The start of the dinner at Acquolina was impressive. Within seconds, numerous small snacks appeared on the table, filling it almost entirely. It was hard to say which was the best, as they were all so different and delicious that comparing them was impossible. In a small bowl were clams with mushrooms under a white currant foam. In the photo, you can only see the foam, but the richness of flavour lay at the bottom of the dish. A very good start. Next, we had an apple taco with bonito and seaweed mayonnaise. A thin slice of apple, fastened with a small clip, concealed delicious tuna with aromatic mayonnaise. Simple yet genius.

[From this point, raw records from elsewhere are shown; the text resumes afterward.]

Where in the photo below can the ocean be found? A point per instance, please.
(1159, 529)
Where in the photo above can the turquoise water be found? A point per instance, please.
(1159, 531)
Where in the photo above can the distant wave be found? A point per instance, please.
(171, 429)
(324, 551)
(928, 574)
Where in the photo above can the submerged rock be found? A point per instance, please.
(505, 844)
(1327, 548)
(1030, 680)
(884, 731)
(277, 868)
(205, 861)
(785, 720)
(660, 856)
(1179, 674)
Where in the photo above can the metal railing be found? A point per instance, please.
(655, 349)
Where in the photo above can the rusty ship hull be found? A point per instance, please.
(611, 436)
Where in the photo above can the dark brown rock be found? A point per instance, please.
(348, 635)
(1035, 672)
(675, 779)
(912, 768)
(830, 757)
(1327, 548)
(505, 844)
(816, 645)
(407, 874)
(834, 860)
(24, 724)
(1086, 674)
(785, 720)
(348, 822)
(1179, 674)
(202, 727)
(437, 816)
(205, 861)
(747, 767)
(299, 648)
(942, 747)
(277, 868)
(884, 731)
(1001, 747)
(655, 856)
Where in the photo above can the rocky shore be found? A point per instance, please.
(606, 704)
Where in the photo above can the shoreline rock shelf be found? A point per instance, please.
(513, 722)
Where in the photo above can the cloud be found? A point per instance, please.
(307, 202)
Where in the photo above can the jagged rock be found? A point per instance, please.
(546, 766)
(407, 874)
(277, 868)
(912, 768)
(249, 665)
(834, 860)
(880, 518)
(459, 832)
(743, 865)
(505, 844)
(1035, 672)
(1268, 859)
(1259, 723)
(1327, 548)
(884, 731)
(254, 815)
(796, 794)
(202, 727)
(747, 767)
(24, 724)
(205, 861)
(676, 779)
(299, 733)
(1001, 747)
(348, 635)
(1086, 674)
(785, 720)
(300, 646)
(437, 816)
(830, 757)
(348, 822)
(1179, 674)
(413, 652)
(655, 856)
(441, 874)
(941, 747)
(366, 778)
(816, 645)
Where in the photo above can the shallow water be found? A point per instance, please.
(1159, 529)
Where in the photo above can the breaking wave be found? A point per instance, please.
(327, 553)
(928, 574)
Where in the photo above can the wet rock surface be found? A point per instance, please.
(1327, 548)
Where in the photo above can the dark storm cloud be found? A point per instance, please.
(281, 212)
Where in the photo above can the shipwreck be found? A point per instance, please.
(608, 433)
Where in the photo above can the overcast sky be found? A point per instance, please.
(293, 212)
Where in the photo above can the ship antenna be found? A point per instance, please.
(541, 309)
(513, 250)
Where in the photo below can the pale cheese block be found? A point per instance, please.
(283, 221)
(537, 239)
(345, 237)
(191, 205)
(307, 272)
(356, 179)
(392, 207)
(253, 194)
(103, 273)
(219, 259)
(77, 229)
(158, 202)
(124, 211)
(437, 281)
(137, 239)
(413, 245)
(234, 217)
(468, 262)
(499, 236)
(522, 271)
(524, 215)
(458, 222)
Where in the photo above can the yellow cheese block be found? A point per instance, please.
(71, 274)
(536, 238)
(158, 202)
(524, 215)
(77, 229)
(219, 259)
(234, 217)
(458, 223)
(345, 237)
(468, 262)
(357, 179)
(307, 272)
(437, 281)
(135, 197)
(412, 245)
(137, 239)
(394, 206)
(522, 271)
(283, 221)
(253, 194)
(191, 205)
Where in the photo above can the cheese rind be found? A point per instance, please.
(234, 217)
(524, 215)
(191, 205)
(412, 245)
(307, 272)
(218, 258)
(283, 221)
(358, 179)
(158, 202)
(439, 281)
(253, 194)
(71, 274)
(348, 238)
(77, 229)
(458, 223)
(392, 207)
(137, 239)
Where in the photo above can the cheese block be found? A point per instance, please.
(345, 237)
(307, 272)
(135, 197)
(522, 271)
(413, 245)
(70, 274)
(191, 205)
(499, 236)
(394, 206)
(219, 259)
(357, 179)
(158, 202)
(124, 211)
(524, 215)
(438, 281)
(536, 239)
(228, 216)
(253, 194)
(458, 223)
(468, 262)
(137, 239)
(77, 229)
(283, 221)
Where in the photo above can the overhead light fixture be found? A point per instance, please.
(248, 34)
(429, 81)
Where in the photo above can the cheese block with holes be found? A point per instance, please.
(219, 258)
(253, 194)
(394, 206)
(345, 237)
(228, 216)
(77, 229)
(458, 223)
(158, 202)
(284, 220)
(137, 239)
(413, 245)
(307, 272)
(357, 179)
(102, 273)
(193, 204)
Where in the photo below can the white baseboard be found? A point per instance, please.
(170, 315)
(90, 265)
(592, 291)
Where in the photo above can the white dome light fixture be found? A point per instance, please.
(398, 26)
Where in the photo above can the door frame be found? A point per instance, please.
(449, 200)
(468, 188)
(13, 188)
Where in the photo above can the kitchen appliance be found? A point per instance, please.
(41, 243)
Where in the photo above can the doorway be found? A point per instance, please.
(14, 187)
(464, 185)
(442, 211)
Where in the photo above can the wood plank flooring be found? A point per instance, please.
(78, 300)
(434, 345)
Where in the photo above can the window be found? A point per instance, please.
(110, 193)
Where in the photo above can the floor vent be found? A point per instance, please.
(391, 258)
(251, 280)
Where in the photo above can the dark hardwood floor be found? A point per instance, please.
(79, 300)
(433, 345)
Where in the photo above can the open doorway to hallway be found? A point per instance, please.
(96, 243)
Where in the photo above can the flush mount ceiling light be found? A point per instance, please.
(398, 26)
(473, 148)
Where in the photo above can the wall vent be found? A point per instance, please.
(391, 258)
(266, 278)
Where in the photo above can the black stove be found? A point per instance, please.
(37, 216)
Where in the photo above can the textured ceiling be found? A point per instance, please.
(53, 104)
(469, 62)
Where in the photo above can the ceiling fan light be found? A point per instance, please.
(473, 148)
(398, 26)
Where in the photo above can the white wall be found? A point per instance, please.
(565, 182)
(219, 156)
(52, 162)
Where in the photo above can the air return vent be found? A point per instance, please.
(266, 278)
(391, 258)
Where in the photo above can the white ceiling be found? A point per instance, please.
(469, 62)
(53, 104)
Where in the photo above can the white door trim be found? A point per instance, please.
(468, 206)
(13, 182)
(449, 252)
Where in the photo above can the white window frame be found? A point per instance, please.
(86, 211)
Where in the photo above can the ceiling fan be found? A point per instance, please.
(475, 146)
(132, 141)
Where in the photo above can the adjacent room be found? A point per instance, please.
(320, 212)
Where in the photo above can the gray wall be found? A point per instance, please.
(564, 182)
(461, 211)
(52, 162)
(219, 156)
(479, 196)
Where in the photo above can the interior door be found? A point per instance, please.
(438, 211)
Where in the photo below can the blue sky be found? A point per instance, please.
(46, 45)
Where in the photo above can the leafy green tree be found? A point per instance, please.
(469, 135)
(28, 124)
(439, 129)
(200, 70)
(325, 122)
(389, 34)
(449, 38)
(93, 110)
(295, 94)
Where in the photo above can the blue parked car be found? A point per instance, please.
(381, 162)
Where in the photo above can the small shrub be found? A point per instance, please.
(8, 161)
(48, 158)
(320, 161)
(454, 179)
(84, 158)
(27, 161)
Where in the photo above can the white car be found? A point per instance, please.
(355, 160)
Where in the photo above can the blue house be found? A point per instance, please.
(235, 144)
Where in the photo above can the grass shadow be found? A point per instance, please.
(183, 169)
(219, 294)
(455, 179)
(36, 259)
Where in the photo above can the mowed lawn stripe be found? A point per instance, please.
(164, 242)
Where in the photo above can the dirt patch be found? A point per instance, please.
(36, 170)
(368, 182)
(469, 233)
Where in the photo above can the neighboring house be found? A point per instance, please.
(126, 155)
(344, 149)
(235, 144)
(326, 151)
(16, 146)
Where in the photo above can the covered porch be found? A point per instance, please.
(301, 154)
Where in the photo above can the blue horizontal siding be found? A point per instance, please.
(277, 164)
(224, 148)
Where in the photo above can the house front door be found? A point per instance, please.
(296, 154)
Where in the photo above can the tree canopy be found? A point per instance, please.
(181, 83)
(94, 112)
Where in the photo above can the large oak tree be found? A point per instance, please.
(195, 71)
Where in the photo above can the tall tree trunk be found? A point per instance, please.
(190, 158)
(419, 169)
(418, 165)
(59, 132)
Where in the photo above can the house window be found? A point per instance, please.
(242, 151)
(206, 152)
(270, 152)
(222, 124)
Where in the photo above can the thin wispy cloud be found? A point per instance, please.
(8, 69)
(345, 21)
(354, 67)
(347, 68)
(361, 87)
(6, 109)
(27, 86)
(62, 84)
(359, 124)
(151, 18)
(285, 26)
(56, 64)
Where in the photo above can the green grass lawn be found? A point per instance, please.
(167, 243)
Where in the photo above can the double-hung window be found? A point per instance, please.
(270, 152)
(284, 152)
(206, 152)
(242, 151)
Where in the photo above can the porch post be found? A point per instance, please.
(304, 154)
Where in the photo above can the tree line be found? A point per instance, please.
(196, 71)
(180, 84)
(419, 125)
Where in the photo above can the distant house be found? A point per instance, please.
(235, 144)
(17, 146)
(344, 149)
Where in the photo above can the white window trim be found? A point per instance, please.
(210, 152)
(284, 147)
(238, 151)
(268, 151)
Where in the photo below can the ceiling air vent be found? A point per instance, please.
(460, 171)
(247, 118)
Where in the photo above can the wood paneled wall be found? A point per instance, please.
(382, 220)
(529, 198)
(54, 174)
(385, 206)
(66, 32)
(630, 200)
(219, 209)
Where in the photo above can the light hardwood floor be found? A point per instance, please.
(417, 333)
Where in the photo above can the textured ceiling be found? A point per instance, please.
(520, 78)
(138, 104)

After the taco, we tried lettuce with trout roe, a slightly minty mousse, and cucumber pickles with egg sauce. These subtle additions, like sauces or mousses, elevate simple ingredients to new heights of flavour, leaving us in awe. And that wasn’t even the end. Stronger flavours were next. An onion tartlet was served with lightly grilled monkfish, which added a smoky flavour, and truffle. There was a lot going on in this dish, but the flavours were perfectly balanced. Lastly, we tried two milder snacks – crab wafers with onion gel and melon with swordfish ham. Perfection in its purest form.

We would be very wrong to think the evening’s biggest surprise was already behind us. Once again, we were astonished when the bread and butter arrived. We’ve been served wonderful bread many times, but Acquolina took it to the next level. Among the artisanal bread were seeded bread, semi-puff pastry with dried tomatoes, potato focaccia, polenta grissini, and sublime buffalo milk butter flavoured with hay, topped with grated cured tuna heart. This unexpected addition made the entire bread basket a true work of art. It was practically a dish on its own, especially with the accompanying wine, which perfectly complemented the flavours of the golden-brown bread.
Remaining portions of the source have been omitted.